Aussie police end alleged bomb standoff

SYDNEY – A man who marched into a Sydney law office with his daughter and said he had a bomb in his backpack was taken into custody Tuesday after a tense, 12-hour standoff with police.

The man’s 12-year-old daughter was released and reunited with her family, New South Wales police said. She was distressed, but otherwise unharmed, police said.

Police did not immediately say whether explosives had been found in the man’s backpack.

“Towards the latter part of the time we’ve been here, those negotiations have started to break down and then deteriorate to a stage where police have taken action to break into the premises and take a 52-year-old man into custody,” Police Assistant Commissioner Denis Clifford said. “He’s currently assisting police with their ongoing inquires.”

Police have not released the man’s name.

The standoff came a month after an extortionist broke into a Sydney home and fastened a fake bomb around the neck of a millionaire’s teenage daughter. A suspect in that case was arrested in the United States.

The man involved in Tuesday’s standoff issued several demands, but police declined to reveal details and said they had not yet established his motive. They evacuated the building, kept onlookers 100 yards away and were seen entering with at least one automatic weapon.

Australian broadcasters showed footage of him looking from a second-floor window shirtless and wearing the kind of wig worn by judges and lawyers in Australian courts. At one point he spat on the wig.

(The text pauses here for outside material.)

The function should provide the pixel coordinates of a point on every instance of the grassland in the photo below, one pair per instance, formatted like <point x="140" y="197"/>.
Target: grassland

He later swung a glass bottle like a hammer to smash a plate-sized hole in the office window. He yelled through the hole and threw the bottle, then a telephone handset, which was left dangling by its cord.

He extended his hand from the broken window to make a peace sign then threw out a note. Clifford said the note was to police, but declined to comment on its contents.

Clifford declined to comment on media reports that the man was arrested Monday at a government building after he was involved in an incident at the state parliament in Sydney. Ten Network television news reported that the man had been charged in 1987 in connection with a protest over an Aboriginal man’s death in custody.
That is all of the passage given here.